I was going to tell all about my new header, with the wild-eyed, long-haired grinder.  But I’ve been a bit overwhelmed by the mysteries of blogging, as well as its rewards.

Why were my numbers going off the little dial that a food historian expects?  Turns out that Andrew Sullivan in Powered by Fido had picked up on my post about dogs powering butter churns (and on Nicky Twilley’s follow up post, Hot Dog). Who could not be happy that the canine contribution to human buttery happiness is finally being recognized?

Of course, I, totally mistakenly, thought the message was that buttery happiness depended on huge amounts of labor, hence my fascination with Maytag washing machines that could handily churn butter too.

But no, the message that the various re-postings of this blog picked up on is that dogs once had to work.  Hot diggety dog.

And the moral I draw is that I need snappier titles.

Then over at academia.edu, my article on pan de semita (semitic bread) gets hits every day.  Who are all these people interested in breads on the Mexico-US border?  Anyway it must be a huge disappointment. I argue that the idea these breads are specifically Jewish is based on false etymology.

And then there was my post on pheasants for Christmas dinner in my childhood in postwar Britain.  I was bowled over to hear from one of my heroines, Leslie Land, that she too thought that hanging game was essential and neglected in the United States.

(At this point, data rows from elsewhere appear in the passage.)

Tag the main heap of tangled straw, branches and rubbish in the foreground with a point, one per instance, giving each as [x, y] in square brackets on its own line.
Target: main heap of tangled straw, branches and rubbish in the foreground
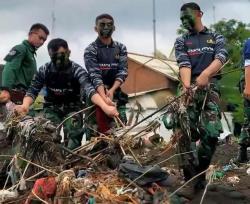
[113, 168]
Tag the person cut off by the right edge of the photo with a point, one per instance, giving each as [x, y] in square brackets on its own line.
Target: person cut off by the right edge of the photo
[245, 89]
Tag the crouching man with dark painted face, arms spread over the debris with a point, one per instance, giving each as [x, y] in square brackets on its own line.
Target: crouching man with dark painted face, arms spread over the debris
[64, 81]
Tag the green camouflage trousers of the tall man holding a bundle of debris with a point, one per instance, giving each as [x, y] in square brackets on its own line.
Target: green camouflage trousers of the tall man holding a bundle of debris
[202, 118]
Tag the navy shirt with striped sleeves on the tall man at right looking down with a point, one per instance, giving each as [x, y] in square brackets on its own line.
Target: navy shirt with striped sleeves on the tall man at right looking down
[198, 50]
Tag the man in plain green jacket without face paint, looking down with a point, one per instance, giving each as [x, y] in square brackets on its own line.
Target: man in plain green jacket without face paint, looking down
[20, 65]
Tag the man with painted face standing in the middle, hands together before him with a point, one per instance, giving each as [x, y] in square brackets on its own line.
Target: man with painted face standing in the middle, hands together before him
[106, 62]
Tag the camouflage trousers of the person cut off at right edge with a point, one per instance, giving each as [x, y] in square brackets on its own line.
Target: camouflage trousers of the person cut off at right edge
[244, 139]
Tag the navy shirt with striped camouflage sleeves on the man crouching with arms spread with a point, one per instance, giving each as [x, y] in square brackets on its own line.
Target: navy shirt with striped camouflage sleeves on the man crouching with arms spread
[61, 86]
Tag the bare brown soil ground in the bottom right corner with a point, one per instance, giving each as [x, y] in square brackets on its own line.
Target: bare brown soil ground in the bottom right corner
[221, 191]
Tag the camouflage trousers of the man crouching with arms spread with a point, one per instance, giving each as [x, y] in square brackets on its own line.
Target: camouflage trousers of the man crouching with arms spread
[73, 127]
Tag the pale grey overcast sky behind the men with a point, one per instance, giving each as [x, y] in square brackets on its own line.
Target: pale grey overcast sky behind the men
[133, 21]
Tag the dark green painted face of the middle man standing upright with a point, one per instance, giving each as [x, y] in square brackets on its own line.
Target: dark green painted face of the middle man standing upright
[105, 27]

And then comes a comment from Marcella Hazan. Now you have to understand that on my increasingly-selective cookbook shelf sit her original green and purple paperbacks, held together with scotch tape, their pages splattered and yellowing. I could change them for newer editions, but no, not in a hundred years, because they are so much part of my culinary past.

Rachel, this is magnificent! It has a novelistic quality to it. If there were the appropriate anthology available, it ought to be anthologized. Without indulging in the adjectival prose that characterizes so much contemporary food writing, it communicates something profound and believable about taste. Victor, who doesn’t tolerate even the scent of supermarket fowl, said “I could go for this, but a pity that such a small bird had to be distributed to so many guests”. I miei complimenti. I wish I had met you when I was younger.


Thank you Marcella. What greater compliment could I and my culinary heritage ask for?

Well, enough of me and my readers.  On to lots of other good stuff, including the wild-eyed grinder.  And Happy New Year again.